Oh dear. I thought we were winning in getting people realise that poetry is living, is real and is not merely freeze dried and preserved in books. But obviously, I'm far too naiive. In my online travels tonight I came across this article by an experienced NZ literary reviewer:
Enough said in my comment. I guess there are different parts of the NZ writing scene, and it's hard to inhabit them all (as the growing pile of books-to-be-read by my desk will testify.) But come on, there is much more to being a writer than getting published!
I saw no better illustration than in the poetry reading I attended tonight. The Belfast Poets are a group of young, energetic performance poets who each have a unique style but a united voice. They have made it their mission to produce poetry that is strong poetically but which often carries disturbing messages through its imagery: a hungry child, a white king, a soldier killed by lies.... And as well as promoting poetry's power to make people stop and think, they demonstrate a social conscience.

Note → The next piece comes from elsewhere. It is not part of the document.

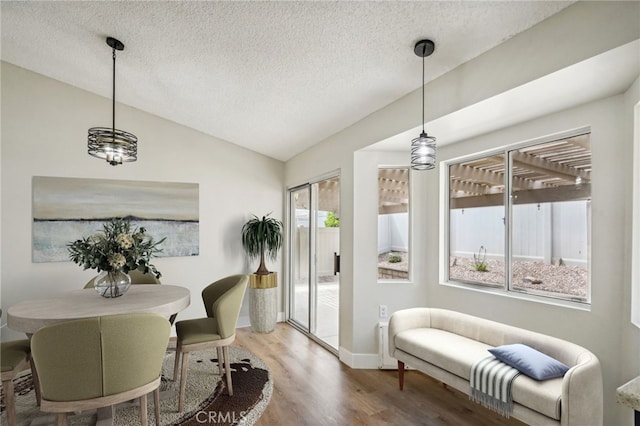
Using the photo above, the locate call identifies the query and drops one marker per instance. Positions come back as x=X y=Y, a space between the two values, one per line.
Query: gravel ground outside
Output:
x=536 y=277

We "writers" could all take a leaf out of their book I think. PEN (international society of writers) certainly puts freedom of speech and social conscience very far ahead in their agenda - after all, if writers don't feel free to write what they feel*, who will?
By the way, Shane Koyczan is a poetry god. I say this unashamedly. I was at the reading Amy describes in her review and there was way more than one person crying. See him if he comes to a town near you, it's an experience.
* there are snooty types who will argue for "art for art's sake". These are the same people for which words like "love" and "beauty" are dirty words in poetry and will argue that a scrawled line across a page not even resembling a word is high art (depends on the scrawler, I guess). Me, I hope I'll always believe that you must have passion, not merely innovation, to write well. And that the reader is the final judge of what is "good" writing.